Doctors working in intensive care units across the country are beginning to brace for an event that seems inevitable: a crush of COVID-19 cases they are incapable of handling.
This, in turn, will force their participation in an unbearable exercise: deciding who gets the care and attention they need, and who does not. Who lives, who dies.
Michael Kenyon has worked in intensive care for 40 years. Originally from South Africa and now head of ICU at Nanaimo Regional General Hospital on Vancouver Island, Dr. Kenyon has witnessed up close the devastation a new disease can cause. HIV, Ebola, H1N1, MERS – he has seen it all. But COVID-19, well, this could end up owning a special place in the pantheon of the world’s most deadliest diseases.
What keeps him awake now is the same issue intensive care doctors in Italy have been grappling with: a shortage of ventilators. Because the novel coronavirus causes a respiratory ailment, ventilators are a key component in the rehabilitation of those in the most critical state.
Dr. Kenyon occasionally will run a thought experiment in his mind: Nanaimo, a mid-size city on the east coast of the island, is home to roughly 90,000 people. Taking a conservative estimate, say only 25 per cent of those get infected with the virus. That’s 22,500 people. And then say 4 per cent of those people – the figure most often used – require intensive care. That’s 900 people. And most, if not all, will require a ventilator machine.
And most people needing ventilation with COVID-19 generally require it for three weeks.
“What am I going to do with 14 ventilators?” Dr. Kenyon said in an interview. “I can tell you what I’m going to do: I’m going to do what they’re doing in Italy and I’m going to take 70-year-olds off the ventilator, and then 60-year-olds off the ventilator and eventually 50-year-olds off the ventilator, and I’m going to give them to 30-year olds with three kids.”
While this might seem like the calloused attitude of someone hardened by years fighting diseases around the world, the fact is, it’s reality. These are indeed the choices that doctors in Italy have been facing as they struggle to deal with a massive influx of critical-care cases and not enough equipment to properly aid them.
Who lives, who dies?
British Columbia does have a framework in place to deal with this very predicament. It is, according to Dr. Kenyon, a pragmatic and fair plan. And in terms of natural justice, he believes the majority of the public would support it.

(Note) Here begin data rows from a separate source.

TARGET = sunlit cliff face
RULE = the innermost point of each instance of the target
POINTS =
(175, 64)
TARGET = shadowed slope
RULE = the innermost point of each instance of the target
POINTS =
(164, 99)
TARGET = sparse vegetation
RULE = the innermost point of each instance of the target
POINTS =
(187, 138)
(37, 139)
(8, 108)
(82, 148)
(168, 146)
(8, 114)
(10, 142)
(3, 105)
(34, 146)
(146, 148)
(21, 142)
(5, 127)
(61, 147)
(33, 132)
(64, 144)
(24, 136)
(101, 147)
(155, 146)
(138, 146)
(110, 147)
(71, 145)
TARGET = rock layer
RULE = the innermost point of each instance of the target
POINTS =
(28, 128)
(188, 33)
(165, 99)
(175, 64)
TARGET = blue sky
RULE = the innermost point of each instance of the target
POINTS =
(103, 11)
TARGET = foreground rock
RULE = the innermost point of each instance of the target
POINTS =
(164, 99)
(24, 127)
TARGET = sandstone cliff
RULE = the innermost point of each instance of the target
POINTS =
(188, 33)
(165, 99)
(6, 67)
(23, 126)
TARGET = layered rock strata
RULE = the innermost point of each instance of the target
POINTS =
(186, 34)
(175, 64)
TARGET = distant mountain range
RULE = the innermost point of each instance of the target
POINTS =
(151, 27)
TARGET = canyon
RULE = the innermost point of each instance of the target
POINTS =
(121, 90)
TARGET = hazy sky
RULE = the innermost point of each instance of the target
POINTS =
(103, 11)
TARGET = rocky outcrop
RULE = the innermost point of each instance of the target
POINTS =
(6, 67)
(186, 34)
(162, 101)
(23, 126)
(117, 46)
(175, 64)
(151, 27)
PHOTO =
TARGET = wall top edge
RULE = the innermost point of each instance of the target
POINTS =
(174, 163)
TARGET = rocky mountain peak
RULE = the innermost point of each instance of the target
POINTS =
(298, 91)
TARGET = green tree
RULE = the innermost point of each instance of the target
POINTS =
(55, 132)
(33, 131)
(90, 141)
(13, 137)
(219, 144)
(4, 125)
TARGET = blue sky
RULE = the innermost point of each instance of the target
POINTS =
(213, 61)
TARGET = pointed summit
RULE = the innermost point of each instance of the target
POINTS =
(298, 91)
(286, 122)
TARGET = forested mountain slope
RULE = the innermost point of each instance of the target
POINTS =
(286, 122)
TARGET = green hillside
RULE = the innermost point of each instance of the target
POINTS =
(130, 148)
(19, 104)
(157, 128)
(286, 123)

Perhaps not surprisingly, the decision of who ultimately gets a ventilator and who does not (in a situation in which there is a lack of them) depends on an array of factors, with age being primary among them. But there are value judgments also: Someone who has had a good long run with no dependents might qualify less than someone who has had a good long run, but has three dependents.

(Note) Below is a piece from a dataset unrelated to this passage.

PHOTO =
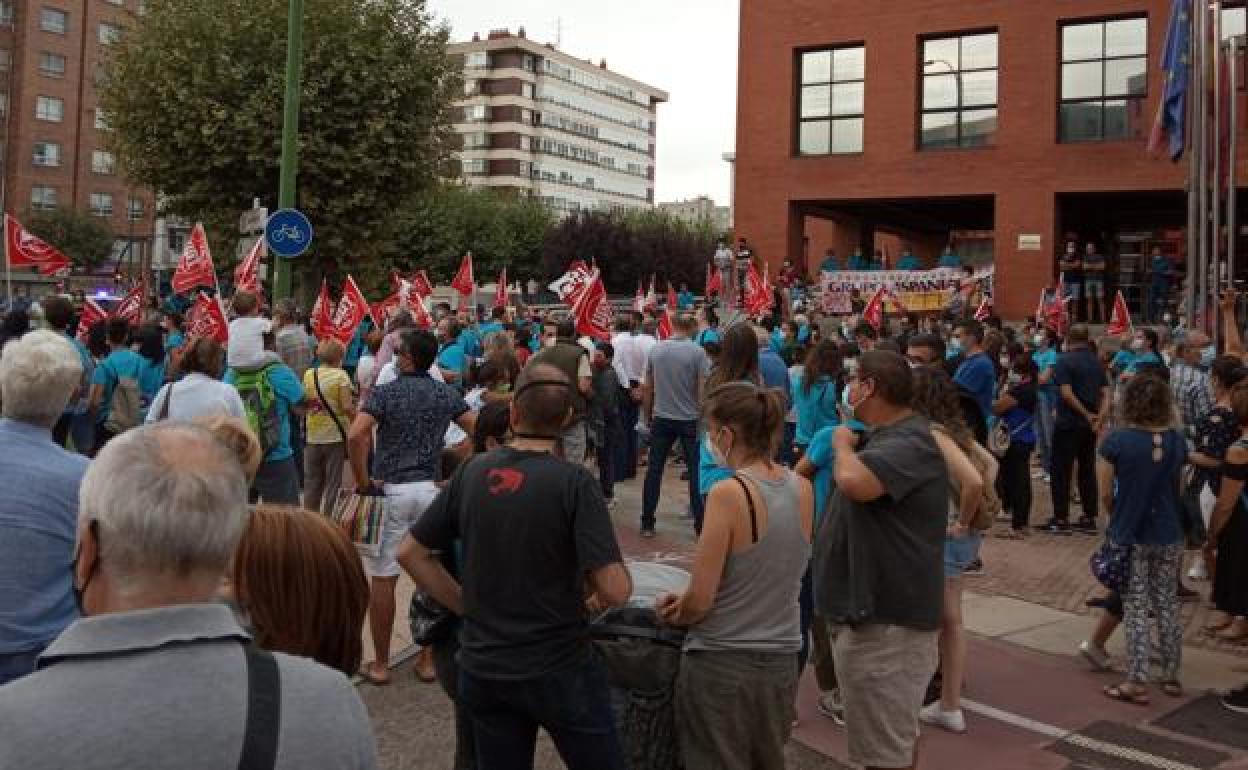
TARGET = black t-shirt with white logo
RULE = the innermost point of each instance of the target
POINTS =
(532, 527)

In B.C., the ultimate decision will be put in the hands of a committee, which will include medical ethicists. The doctors put the facts before the committee, along with the pros and cons of various candidates, and the committee is compelled to produce a non-ambivalent answer.

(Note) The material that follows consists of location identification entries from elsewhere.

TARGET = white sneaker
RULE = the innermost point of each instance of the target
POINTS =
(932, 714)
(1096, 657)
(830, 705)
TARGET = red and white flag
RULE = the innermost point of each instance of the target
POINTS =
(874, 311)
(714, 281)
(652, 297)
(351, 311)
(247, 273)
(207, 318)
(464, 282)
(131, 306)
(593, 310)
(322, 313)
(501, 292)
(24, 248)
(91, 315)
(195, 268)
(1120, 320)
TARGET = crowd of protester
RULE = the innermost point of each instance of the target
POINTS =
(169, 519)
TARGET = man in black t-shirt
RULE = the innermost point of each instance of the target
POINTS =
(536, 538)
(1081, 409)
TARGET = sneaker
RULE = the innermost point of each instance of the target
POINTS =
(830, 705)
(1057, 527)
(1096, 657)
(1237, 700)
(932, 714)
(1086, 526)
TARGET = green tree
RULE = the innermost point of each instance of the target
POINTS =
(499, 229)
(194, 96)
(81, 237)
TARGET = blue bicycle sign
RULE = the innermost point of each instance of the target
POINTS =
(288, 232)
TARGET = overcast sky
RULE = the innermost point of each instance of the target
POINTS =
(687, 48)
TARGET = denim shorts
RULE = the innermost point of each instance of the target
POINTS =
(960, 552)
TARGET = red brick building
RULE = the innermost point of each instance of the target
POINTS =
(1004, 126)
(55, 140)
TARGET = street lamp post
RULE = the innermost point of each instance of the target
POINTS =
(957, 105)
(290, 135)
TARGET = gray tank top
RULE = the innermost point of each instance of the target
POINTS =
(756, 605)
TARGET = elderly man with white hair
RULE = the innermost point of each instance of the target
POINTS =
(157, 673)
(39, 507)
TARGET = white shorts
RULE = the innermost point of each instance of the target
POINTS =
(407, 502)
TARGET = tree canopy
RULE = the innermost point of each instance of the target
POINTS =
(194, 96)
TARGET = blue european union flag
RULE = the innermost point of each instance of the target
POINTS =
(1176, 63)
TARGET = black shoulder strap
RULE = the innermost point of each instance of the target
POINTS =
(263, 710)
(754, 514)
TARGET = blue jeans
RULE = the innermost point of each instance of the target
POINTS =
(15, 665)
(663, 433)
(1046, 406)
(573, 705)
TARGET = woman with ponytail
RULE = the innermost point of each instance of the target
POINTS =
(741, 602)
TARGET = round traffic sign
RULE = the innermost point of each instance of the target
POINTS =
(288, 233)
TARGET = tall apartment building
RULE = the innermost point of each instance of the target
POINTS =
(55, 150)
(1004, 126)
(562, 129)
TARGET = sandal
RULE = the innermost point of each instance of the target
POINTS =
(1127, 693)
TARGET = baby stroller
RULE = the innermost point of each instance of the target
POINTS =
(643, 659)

This is a good move. It removes the front-line clinicians from having to make these difficult choices; their lives are stressful enough as it is. Dr. Kenyon says doctors in Italy he has communicated with have told him they have not been spared this task, which has exacerbated burnout during the virus crisis.
Those same Italian doctors have told him that older patients who have been told the ventilator they need to survive has been given to a younger person with children are generally accepting of the decision. “Give it to the young,” they say.
It may not be as easy, however, for the children of those older people to accept that verdict.
This is a moral distress scenario that has a high chance of playing out at hospitals across the country in the coming weeks and months. It will depend on how successful we are as a country in breaking the back of this disease in the next while. Extreme mitigation efforts are key, but so is the ability to source more ventilators, something governments across the country are now trying to do.
It is not unusual for doctors to have to play God in the course of their work. Few of them, however, likely ever imagined having to perform this function on the kind of scale we are now imagining.